Derive the equation for the calculation of $pH$ of an acidic buffer solution.

(N/A) An acidic buffer solution consists of a weak acid and its salt with a strong base,such as a mixture of acetic acid $(CH_3COOH)$ and sodium acetate $(CH_3COONa)$.
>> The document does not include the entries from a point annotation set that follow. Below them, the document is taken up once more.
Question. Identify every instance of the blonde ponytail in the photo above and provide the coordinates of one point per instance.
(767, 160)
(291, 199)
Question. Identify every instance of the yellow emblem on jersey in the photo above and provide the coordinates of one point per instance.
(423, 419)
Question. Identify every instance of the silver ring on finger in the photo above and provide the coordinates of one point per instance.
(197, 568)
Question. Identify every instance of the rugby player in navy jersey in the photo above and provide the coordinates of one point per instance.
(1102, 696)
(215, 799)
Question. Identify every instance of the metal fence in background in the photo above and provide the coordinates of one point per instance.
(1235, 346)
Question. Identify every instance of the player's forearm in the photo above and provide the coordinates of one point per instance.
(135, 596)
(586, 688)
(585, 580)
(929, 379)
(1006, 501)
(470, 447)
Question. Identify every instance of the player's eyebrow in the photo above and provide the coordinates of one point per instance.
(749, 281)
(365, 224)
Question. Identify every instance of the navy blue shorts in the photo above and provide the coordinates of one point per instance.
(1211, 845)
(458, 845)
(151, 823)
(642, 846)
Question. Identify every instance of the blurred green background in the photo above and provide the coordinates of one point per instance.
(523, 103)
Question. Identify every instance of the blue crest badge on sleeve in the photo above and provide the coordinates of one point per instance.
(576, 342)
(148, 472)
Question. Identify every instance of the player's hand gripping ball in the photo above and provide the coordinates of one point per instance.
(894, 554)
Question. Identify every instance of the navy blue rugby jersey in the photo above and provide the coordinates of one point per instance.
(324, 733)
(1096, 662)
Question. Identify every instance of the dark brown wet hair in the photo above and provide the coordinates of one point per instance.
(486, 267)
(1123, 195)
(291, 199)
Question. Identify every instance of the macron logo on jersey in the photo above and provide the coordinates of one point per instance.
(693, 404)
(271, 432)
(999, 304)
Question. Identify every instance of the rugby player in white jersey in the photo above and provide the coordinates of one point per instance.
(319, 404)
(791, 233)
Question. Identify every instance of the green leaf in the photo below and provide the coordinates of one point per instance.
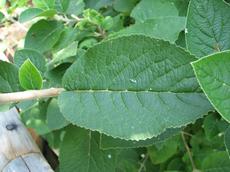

The equilibrium of ionization of a weak acid $HA$ in water is represented as:
$HA + H_2O \rightleftharpoons H_3O^+ + A^-$
The acid dissociation constant $K_a$ is given by:
$K_a = \frac{[H_3O^+][A^-]}{[HA]}$
Rearranging for $[H_3O^+]$:
$[H_3O^+] = K_a \times \frac{[HA]}{[A^-]}$
Taking the negative logarithm on both sides:
$-\log[H_3O^+] = -\log K_a - \log \frac{[HA]}{[A^-]}$
Since $pH = -\log[H_3O^+]$ and $pK_a = -\log K_a$,we get:
$pH = pK_a - \log \frac{[HA]}{[A^-]}$
By inverting the log term:
$pH = pK_a + \log \frac{[A^-]}{[HA]}$
This is the Henderson-Hasselbalch equation,where $[A^-]$ is the concentration of the conjugate base and $[HA]$ is the concentration of the acid.